AuthorsWalton, M.E.M.; Vilas, C.; Coccia, Cristina ; Green, Andy J. ; Cañavate, J. Pedro; Prieto, A.; Berjeijk, S.A. van; Medialdea, J.M.; Kennedy, H.; King, J.; Le Vay, Lewis
Issue Date2015
CitationAquaculture 448: 451- 463 (2015)
Abstract© 2015 Elsevier B.V. Extensive aquaculture in coastal and estuarine wetlands can support both increased food production and wider ecosystem services when underpinned by effective management to promote productivity and hence food webs that support both commercial species and biodiversity.

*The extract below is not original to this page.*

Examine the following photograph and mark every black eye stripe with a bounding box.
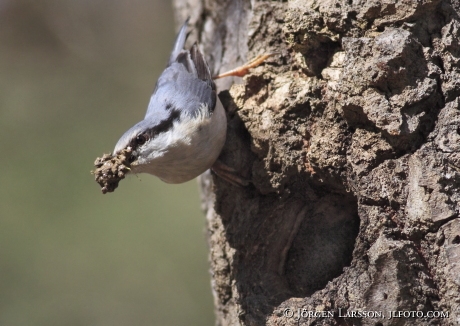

Changing hydrology, specifically water movement, within wetlands significantly impacts the physico-chemical properties of the water body and hence can be employed to manipulate productivity and alter patterns of recruitment of commercial species and may also transfer non-native species from the supplying water bodies. The reconstructed wetlands of Veta la Palma in the Doñana Natural Park are subjected to either a 1% or 5%d<sup>-1</sup> water exchange with water drawn from the adjacent Guadalquivir estuary. This site provides an excellent opportunity for examining the effect of water management on the food webs that support both the birdlife and aquaculture activities for which this habitat is managed. Stable isotopes were used to examine food webs in three replicate lagoons under each water management scheme. In lagoons receiving higher water exchange, phytoplankton productivity appeared to be more important than benthic production in supporting food webs. Increased water exchange also changed the shape of the food webs, facilitated the colonisation of at least one non-native species and increased the importance of non-native species in the diets of large commercially harvested fish (>60% of seabass diet). Lagoons with high water flows also had between three and four times greater shrimp biomass than those of low flow lagoons. Non-native fauna were opportunistic omnivores, eating marginally more non-natives in lagoons with greater water exchange. Overall non-native cordgrass Spartina densiflora contributed only slightly more to food webs compared with the native reed Phragmites australis, despite the lagoon edge occupancy ratio of 9:1, respectively. Non-natives also appear to enhance food provision for large predators and wetland birds, by increasing biomass, without competing for resources with native species, supporting the dual management objectives of aquaculture and waterbird conservation. Statement of relevance: Extensive aquaculture productivity appears to be positively correlated with water exchange rates.